Easy Beef Stroganoff or “Goulash”

1 pound ground beef
¼ cup chopped onion (I use 1 Tablespoon dried minced onions)
garlic salt
salt and pepper to taste
1 can cream of mushroom soup
½ cup milk
½  cup sour cream
8 ounces of wide noodles, cooked

Brown meat in large skillet; drain excess fat.  Add onion and garlic and continue to brown.  While stirring, add soup and milk; heat well.  Reduce heat to low and stir in sour cream.  Season to taste with salt and pepper.  Serve over hot noodles.

Takes about 25 minutes to make.


Submitted by: Kay Gledhill

Chicken Pasta Salad

3 chicken breasts – boil with salt and pepper, cool and shred
1 bag of the bow tie pasta (6 oz.)
3 green onions
2 stalks celery

Dressing:

½ pint sour cream           
½ pint Miracle Whip
1 Tablespoon sugar       
½ teaspoon ginger
½ teaspoon salt

Cashews to taste

Optional:
Red grapes
Pineapple
Toasted almonds

Submitted by: Kay Gledhill

Bean Dip

2 blocks cream cheese soften
27 oz can chili beans
1 package taco seasoning mix
1 medium onion chopped
16 oz jar of salsa
2 cups shredded cheddar cheese

Layer cream cheese in bottom of baking dish.
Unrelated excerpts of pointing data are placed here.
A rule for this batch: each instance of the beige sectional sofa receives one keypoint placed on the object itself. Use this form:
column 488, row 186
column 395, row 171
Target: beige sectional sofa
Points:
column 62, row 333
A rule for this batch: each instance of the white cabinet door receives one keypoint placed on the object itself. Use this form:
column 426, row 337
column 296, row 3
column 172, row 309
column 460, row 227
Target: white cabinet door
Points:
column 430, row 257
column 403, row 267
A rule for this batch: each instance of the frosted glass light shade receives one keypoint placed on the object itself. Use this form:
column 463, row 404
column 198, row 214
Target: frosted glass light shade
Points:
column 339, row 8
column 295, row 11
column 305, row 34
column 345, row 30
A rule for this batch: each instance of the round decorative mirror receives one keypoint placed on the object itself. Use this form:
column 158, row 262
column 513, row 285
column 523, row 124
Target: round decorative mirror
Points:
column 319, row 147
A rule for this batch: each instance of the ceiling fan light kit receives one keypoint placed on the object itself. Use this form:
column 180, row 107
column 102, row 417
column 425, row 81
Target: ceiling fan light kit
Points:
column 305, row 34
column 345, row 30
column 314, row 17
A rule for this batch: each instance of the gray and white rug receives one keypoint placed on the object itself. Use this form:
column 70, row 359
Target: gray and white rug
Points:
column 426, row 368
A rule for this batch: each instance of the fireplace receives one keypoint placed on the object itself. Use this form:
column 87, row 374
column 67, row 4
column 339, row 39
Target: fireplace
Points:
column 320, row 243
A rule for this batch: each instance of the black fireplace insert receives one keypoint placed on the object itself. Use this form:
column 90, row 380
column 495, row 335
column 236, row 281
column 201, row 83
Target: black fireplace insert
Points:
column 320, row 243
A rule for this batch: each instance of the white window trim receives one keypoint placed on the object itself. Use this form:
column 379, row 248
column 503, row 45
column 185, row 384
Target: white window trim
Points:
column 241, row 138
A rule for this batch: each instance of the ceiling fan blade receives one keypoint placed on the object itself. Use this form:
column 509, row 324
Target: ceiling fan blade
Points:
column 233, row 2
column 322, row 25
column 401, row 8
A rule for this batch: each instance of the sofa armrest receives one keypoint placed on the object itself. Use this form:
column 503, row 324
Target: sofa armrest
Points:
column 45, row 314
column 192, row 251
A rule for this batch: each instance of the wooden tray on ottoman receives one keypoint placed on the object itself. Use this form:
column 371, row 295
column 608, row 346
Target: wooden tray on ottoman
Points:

Smash beans in a separate bowl with fork, mix in taco seasoning, layer on top of cream cheese, then layer onion, followed by salsa and finally sprinkle cheese on top. Place in oven at 400 until cheese melts. Serve with corn chips.

Submitted by: Kay Gledhill

Broccoli Salad

3 bundled bunches of broccoli
1 bunch of green onions - sliced
1 pound of bacon – cooked and crumbled
1 cup diced celery – or to taste
Grapes – 1 bunch or how many you want (I use red grapes)

Combine ingredients

Sliced Almonds – Add right before serving (when adding dressing)

Dressing

2 cups mayo (Light Mayo)
1 cup sugar
2 tablespoons apple cider vinegar

Combine ingredients and mix into salad just before serving.

Submitted by: Kay Gledhill

Chicken Enchiladas

1 can cream of chicken soup
½ cup sour cream
1 Tbl margarine
1 medium onion chopped
1 tsp chili powder
2 cups of chopped cooked chicken
1 4 oz can chopped green chilies
8 flour tortillas (8 inch)
1 cup shredded cheddar cheese

Mix soup and sour cream.  In sauce pan, heat margarine and cook onion with chili powder until onion is tender.  Add chicken, chilies and 2 Tbl of soup mixture.  Spread ½ cup of soup mixture in 2 quart baking dish.  Spoon approx. ¼ cup of chicken mixture on tortilla and roll. Put seam side down in pan. Spread remaining soup mixture over enchiladas. Sprinkle cheese on top. Bake @ 350 for 25 minutes or until hot.